The importance of Brand Guidelines

The importance of Brand Guidelines

What are brand guidelines, and why are they important? When do you need them and what should be in them? – This article aims to try to answer these fundament questions about brand guidelines and help understand how they create a stronger brand and business model, so everyone can be singing off the same hymn sheet so to speak…

What are Brand Guidelines?

Brand Guidelines or brand books, style guides, brand standards, however you want to call them, is a guide to how your business communicates to its customer base. It sets out fundamental rules and guides about the business principles, ethos, the logo, colour palette, typography, imagery, photography, visual device, advertisement, stationery and wording. It acts as a flexible yet robust guide to helping you maintain a strong personality to your brand that will involve and aim your businesses interests at your intended audience.
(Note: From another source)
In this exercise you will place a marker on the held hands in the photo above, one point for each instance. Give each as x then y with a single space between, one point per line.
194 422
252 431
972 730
Why are Brand Guidelines important?

Every company already has there own brand, even if they don’t know it, but without a guideline to help define it and keep it consistent among employees and outside sources it is difficult to maintain a brand which is strong and recognisable in the noise of today saturated markets.

Consistency as noted above, is important to maintain a strong brand, keeping everything with a similar tone, or design making sure it‘s more recognisable, with set rules and guides in place means its harder to stray off target.

It allows for more time, as without a guideline there is no substantial material to help with designing, time can be wasted on redoing design work or designs may go off on there own direction, weakening the overall brand. Templates save time as well, with a lot of the basic design work already set out, it can be a simple as just filling in the gaps with new content.

Brand Guidelines also give you something to support your argument with and something tangible to check back with and making sure the brand is being used correctly even if work is outsources.

When should you have Brand Guidelines?

Sooner rather then later is the simple answer, in a smaller business it might be okay without – say if your just the one person then its probably less essential because all the communication is coming from the same person so essentially its your personality adapted for your business. However, if the business grows to have more staff and as your business opens up to more channels of marketing communication, it becomes more and more apparent to have a brand guideline in place, to lay down the ground rules of your overall communication.

What should be included in a brand guideline?

First and foremost, a good guide is, well a guide; you have to make rules and some boundaries, but also keep it flexible enough to move forward and change and develop as the company changes and develops. This said here are some of the key areas a brand guideline will include:

Business Overview – its vision, personality, values and history.

Mission statement – include what your business wishes to achieve and maintain and promise to its customers.

Tone of voice – a brief description to how the company should represent tone of voice, this may also includes associating words (word banks), to help keep a consistency across different written content.

Logo Usage – how the logo should be displayed, size restrictions, space restrictions, colours to use and how it displays on different background and on different colours, as well as what not to do with the logo.

Colour palette – what colours are used in the brand with breakdowns and even hierarchy of colours.

Type style – the fonts and styles of elements such as headers, sub headers, paragraphs, small text (copyright text for example) and quotes should be considered, along with size ratios to each other.

Image style – The style of images should be explained and examples of photography or illustration provided to get the general feel of the style. Usually Brand Guidelines are accompanied with a band of general images that may be used along side the literature.

Templates – usually starting with business stationery such as business cards, letterheads and compliments slips, these should be designed with the logo and brand in mind and set out as examples on the guidelines.

Additional templates for other literature such advertisements, posters, brochures, leaflets, POS, and even web based layout can all be included depending on the type of business and complexity you wish for your templates. But keep in mind, it’s a guide and it needs to be flexible, rules can be adapted and creativity still needs to play a key part to make sure your brand shows its own individuality.